Role Overview
We are seeking a Data Engineer to design, build, and optimize scalable data pipelines and distributed data systems. This role involves working with large datasets, real-time and batch processing systems, and production-grade data infrastructure.
You will be responsible for transforming raw data into reliable, structured, and high-quality datasets that power analytics, machine learning, and operational systems.
Key Responsibilities
- Design and implement scalable ETL/ELT pipelines
- Build reliable batch and real-time data processing workflows
- Develop data ingestion systems from multiple sources (APIs, streaming, files, databases)

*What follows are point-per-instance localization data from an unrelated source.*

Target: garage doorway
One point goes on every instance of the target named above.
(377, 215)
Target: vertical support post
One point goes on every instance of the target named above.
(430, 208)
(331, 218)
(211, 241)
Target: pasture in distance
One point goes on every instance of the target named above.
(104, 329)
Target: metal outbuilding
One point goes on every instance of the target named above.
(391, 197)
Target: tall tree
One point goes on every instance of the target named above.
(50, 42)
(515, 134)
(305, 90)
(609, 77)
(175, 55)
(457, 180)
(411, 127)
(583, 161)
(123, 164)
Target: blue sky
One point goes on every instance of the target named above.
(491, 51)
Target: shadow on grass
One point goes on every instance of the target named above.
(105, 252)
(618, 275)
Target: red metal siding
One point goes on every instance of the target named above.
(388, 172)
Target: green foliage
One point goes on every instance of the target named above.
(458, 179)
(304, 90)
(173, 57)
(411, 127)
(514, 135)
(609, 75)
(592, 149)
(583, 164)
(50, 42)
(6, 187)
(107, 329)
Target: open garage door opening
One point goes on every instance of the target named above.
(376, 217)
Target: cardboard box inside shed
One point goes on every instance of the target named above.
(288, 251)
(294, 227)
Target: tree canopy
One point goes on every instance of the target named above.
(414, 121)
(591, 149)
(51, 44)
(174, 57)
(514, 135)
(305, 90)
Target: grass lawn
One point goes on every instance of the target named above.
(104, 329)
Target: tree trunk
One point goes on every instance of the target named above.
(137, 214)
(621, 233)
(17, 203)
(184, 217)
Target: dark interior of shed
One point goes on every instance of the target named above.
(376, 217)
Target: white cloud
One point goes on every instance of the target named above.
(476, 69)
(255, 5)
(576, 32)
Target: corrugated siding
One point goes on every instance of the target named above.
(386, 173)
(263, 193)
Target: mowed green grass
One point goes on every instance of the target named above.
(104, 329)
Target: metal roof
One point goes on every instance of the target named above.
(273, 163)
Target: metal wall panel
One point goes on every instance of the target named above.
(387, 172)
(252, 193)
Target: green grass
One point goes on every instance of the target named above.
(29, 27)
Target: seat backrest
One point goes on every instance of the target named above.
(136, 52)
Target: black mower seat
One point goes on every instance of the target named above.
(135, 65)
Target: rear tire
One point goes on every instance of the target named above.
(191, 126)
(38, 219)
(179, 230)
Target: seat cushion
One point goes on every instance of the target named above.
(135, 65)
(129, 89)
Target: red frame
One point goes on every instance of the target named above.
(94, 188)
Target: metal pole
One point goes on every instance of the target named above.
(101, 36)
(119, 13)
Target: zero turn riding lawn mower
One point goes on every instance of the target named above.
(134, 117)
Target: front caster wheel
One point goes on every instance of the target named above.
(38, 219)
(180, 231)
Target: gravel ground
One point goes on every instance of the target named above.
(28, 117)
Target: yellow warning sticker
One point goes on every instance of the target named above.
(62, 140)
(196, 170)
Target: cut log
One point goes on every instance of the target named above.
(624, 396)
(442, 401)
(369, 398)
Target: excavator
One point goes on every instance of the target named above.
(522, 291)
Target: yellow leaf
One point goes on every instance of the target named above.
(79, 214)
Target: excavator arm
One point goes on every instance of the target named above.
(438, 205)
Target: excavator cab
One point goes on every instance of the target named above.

- Ensure data quality, validation, and monitoring
- Optimize data storage, query performance, and cost efficiency
- Design data models and schemas for analytical and operational use cases
- Maintain data warehouse and/or data lake environments
- Collaborate with backend, ML, and analytics teams
Required Skills
- Strong proficiency in Python and/or Java
- Solid SQL skills and experience with relational databases
- Experience building production-grade data pipelines
- Understanding of distributed data processing concepts
- Experience with data warehousing and data modeling
- Familiarity with version control and CI/CD practices
- Strong debugging and performance optimization skills
Preferred Qualifications
- Experience with big data tools (Spark, Hadoop, etc.)
- Experience with streaming systems (Kafka, Kinesis, etc.)
- Experience with cloud platforms (AWS / GCP / Azure)
- Experience with data lakes and modern warehouse platforms
- Exposure to ML data pipelines or feature engineering workflows
- Knowledge of data governance and data quality frameworks